UK historic theatre pleads for help to tackle skyrocketing energy bills

The annual electricity bill of the Theatre Royal Bury St Edmunds has soared by £47,000

An historic theatre in Suffolk has raised the curtain on the financial pressure it is under because of the energy crisis.

Theatre Royal Bury St Edmunds, a 200-year-old theatre, is the third oldest theatre in the country. 

The theatre has seen its electricity bills skyrocket in the past couple of months and today calls on the government to offer “immediate support”.

Owen Calvert-Lyons, Artistic Director in the Theatre Royal Bury St Edmunds, told ELN: “Our annual electricity bill has increased by 134% – £47,000 – to an annual total of £82,000.

“We are yet to find out the price increase to our gas bill but our current deal ends next year so we are concerned about an increase there too.

“This has come as a huge shock at a time when, like all theatres, we are still recovering from the lingering effects of the pandemic. We used up most of our reserves trying to stay afloat during the Covid-19 pandemic and whilst we could try to find that money from trusts and foundations, many of those are struggling at the moment too.

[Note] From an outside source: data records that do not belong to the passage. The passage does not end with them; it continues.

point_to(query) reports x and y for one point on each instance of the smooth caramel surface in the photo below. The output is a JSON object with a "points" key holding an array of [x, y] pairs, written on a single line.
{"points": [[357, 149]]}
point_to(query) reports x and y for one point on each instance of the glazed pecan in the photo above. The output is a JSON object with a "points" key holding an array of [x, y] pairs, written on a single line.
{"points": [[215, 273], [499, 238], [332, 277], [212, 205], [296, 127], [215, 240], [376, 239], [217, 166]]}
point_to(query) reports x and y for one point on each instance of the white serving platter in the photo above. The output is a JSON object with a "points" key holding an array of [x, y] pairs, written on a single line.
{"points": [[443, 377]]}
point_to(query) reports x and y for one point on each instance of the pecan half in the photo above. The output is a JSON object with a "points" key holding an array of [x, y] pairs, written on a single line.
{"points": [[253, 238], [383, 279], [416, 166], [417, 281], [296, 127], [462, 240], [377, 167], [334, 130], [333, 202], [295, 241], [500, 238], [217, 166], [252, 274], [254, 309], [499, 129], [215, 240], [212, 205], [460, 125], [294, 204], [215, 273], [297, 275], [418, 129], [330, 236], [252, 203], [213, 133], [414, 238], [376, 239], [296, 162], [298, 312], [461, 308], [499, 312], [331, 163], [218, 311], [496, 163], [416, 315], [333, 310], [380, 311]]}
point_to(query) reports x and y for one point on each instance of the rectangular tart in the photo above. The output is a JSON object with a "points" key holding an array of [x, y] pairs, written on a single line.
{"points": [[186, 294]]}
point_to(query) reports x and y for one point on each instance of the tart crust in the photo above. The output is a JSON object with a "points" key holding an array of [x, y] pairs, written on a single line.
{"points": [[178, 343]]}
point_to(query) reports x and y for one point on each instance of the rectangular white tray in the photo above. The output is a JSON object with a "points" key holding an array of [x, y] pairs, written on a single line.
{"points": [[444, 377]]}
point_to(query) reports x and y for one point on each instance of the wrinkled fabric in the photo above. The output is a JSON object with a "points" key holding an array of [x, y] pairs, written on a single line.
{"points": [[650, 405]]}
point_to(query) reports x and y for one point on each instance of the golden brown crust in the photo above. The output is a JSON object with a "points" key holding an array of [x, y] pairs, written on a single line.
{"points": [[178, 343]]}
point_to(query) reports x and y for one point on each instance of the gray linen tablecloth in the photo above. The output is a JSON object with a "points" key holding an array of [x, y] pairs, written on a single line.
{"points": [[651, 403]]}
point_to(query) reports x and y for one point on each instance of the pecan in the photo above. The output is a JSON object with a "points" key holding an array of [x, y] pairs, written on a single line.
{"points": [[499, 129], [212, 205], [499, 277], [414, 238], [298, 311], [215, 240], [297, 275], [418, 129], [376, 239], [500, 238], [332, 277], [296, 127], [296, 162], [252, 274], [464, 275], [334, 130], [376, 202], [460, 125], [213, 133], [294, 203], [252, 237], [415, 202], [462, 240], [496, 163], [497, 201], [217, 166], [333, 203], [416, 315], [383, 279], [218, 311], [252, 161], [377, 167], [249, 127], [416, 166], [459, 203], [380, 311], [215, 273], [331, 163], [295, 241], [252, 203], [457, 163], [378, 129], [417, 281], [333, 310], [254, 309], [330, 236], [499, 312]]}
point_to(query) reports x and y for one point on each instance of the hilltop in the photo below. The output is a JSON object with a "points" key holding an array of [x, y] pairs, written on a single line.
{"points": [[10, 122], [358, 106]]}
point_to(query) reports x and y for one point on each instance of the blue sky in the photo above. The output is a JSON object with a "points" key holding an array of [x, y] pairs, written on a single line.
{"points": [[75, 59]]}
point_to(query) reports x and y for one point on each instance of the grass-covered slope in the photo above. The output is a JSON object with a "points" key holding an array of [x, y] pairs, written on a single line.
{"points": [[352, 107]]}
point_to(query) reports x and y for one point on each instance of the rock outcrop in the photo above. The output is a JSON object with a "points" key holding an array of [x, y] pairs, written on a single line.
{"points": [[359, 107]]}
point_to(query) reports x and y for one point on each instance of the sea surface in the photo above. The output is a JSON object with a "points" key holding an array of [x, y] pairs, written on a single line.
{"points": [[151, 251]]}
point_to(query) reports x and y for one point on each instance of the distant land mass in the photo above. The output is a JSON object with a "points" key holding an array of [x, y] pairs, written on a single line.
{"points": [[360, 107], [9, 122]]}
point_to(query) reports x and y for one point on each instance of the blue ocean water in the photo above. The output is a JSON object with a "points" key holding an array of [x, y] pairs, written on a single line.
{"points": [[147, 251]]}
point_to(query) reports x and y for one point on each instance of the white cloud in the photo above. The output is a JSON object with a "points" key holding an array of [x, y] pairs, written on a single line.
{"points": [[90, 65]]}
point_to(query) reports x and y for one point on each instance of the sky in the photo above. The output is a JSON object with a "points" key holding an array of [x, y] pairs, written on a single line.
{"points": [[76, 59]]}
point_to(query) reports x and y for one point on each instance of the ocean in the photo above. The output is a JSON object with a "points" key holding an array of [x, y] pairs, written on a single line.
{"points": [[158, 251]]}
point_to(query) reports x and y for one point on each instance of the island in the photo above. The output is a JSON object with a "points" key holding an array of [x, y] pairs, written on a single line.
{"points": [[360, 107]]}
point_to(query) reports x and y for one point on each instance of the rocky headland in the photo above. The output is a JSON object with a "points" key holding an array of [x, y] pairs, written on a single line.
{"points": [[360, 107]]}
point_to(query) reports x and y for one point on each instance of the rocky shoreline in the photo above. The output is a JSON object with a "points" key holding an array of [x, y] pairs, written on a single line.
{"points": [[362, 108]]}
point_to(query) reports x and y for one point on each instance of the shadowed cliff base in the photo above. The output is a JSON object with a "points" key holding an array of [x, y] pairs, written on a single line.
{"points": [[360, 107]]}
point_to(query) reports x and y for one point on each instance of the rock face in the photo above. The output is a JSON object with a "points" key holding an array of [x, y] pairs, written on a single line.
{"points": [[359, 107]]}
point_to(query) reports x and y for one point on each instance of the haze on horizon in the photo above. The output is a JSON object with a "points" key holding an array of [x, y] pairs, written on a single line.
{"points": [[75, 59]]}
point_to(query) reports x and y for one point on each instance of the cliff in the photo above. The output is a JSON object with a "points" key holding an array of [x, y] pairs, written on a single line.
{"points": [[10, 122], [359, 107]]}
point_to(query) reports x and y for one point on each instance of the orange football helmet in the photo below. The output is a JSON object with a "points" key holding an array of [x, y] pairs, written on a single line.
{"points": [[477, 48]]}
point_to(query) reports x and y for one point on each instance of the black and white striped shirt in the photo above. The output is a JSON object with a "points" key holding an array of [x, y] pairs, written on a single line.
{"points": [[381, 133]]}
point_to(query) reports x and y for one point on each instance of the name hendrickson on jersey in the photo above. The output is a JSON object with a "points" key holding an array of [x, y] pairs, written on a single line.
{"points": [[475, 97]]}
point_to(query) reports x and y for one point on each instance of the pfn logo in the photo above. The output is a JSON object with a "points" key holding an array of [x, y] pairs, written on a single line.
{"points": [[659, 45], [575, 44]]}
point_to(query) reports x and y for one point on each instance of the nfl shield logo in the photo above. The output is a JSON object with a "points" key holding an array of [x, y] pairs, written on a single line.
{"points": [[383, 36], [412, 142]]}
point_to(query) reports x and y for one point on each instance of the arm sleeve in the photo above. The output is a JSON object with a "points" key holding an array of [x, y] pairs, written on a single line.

“I am determined the rise in energy costs will not result in job losses and it is not realistic for the theatre to increase ticket prices amid a cost-of-living crisis so the industry needs immediate government support as well as longer-term solutions including a move towards greener energy otherwise venues across the UK could face closure.”

A government spokesperson told ELN: “No national government can control the global factors pushing up the price of energy, but we will continue to support business in navigating the months ahead.

“This includes doubling our support for high energy usage businesses, reducing employer national insurance by increasing the Employment Allowance, slashing fuel duty, introducing a 50% business rates relied and putting the brakes on bill increases by freezing the business rates multiplier – worth £4.6 billion over the next five years.”